Friday, November 20, 2009

Jim Houser at Jonathan LeVine Gallery

There's an expression when it comes to buying a piece of art: "living with the piece" - in other words, how will the buyer feel with the artwork in his home, office, etc. It's not necessarily about the size, color, and "will it match my decor?" issues. It may be in part, but for many collectors it's about "Will I still feel as jazzed about it when I get it home as I do now? and what about after a week or two? Is this just a reactionary buzz, or will it continue to stimulate me and make me love looking at it over and over?"
At the moment, all I have of Jim Houser's work is the promo poster for his show a few years ago at Jonathan Levine Gallery hanging on my wall, and the reason it's still up is because I still stop, stare, and enjoy it. I dream of having an original - someday. His current show (Oct 24 - Nov 21, 2009) once again delivers that rush I get when I walk into a gallery with a show of great work. It's vintage Houser in that it's an installation with on-site wall paintings, shelves with 3D works, all with his signatue palette, imagery, and words. And music, too! It might be easy for some to dismiss his work at first glance as being too cartoony or a send-up of self-taught art, but with some examination you'll at first begin to appreciate his craftsmanship, his consistency, and then that the work is not just a one-note cartoon and that there's quite a bit to grab hold of.

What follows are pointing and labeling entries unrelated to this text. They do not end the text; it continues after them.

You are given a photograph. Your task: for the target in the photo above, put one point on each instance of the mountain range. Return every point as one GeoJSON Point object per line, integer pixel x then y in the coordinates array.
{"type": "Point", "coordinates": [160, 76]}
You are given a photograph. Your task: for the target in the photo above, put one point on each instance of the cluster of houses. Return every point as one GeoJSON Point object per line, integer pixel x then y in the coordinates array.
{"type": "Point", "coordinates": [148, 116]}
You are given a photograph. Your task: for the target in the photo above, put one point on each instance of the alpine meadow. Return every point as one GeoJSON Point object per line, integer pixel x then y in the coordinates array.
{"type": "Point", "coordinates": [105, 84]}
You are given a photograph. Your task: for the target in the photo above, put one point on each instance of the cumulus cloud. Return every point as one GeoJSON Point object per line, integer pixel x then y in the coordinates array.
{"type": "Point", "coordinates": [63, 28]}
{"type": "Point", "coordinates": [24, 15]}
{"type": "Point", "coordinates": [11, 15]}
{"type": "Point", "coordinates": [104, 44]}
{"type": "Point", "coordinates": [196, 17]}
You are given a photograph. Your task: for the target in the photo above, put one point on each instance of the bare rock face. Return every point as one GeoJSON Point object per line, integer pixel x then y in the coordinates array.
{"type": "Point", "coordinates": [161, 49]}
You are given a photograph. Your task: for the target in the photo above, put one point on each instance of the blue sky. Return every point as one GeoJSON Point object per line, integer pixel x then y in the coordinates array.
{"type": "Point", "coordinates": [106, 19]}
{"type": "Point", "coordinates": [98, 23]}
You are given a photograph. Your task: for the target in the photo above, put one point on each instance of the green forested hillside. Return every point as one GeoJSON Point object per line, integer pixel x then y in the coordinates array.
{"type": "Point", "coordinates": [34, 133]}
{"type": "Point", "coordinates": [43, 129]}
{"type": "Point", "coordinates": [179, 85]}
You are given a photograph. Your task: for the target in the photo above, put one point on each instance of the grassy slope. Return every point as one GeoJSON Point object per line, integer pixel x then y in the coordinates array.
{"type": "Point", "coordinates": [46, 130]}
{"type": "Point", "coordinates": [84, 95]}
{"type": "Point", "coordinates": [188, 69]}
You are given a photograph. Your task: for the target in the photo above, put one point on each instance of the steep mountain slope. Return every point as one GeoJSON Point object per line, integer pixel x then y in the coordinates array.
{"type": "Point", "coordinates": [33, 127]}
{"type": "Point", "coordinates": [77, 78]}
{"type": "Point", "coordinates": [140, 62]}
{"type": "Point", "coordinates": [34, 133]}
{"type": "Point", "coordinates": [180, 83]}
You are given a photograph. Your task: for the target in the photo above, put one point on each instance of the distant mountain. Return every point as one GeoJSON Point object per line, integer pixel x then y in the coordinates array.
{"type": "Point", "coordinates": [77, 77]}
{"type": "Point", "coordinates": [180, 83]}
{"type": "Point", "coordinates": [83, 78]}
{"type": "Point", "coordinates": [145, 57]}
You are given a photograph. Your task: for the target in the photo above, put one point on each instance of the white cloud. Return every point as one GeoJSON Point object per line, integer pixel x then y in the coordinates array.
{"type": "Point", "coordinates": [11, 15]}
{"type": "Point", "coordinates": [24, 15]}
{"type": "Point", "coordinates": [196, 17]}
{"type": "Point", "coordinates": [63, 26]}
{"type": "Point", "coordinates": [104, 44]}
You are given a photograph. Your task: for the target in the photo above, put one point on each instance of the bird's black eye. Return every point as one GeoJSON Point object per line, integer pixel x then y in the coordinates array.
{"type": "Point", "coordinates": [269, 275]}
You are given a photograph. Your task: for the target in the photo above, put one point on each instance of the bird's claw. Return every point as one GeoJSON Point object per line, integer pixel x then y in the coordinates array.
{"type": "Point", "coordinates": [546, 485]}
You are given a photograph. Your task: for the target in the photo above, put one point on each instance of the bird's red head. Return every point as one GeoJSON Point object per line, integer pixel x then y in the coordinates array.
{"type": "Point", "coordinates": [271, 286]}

In his Fecal Face interview, Houser discusses his palette of subdued colors: "I like red and blue and variations of red and blue. That's the direction it seems to be going. Browns and tans. No more pink. No more orange. No more green. Even my black is just super dark blue or brown. My white has blue or brown in it. Sea water, dog fur, and dried blood. That's my inspiration."

Houser incorporates hand drawn words and phrases in various novelty typefaces, "visual poems" if you will. There is the temptation to read into and analyze the meanings and thoughts behind these words, which can be a pitfall in painting, but Houser merges them seamlessly in his works without overpowering the other images. They blend. They're fun. It's a carnival ride for your eyes, going from words to recognizable image to shapes to words again.


Some of the words reflect thoughts about his late wife and his own difficulties with health issues, among other things. With "Make Room for Emptiness" the press release states that Houser "has celebrated the affirmation of a new love and also has received medical treatment for his previous health condition." Both are cathartic elements for anyone to experience, and how could it not be reflected in an artist's work, particularly Jim Houser's?
Jonathan Levine Gallery is located at 529 W 20th St (10th and 11th Ave), 9th Flr, NYC.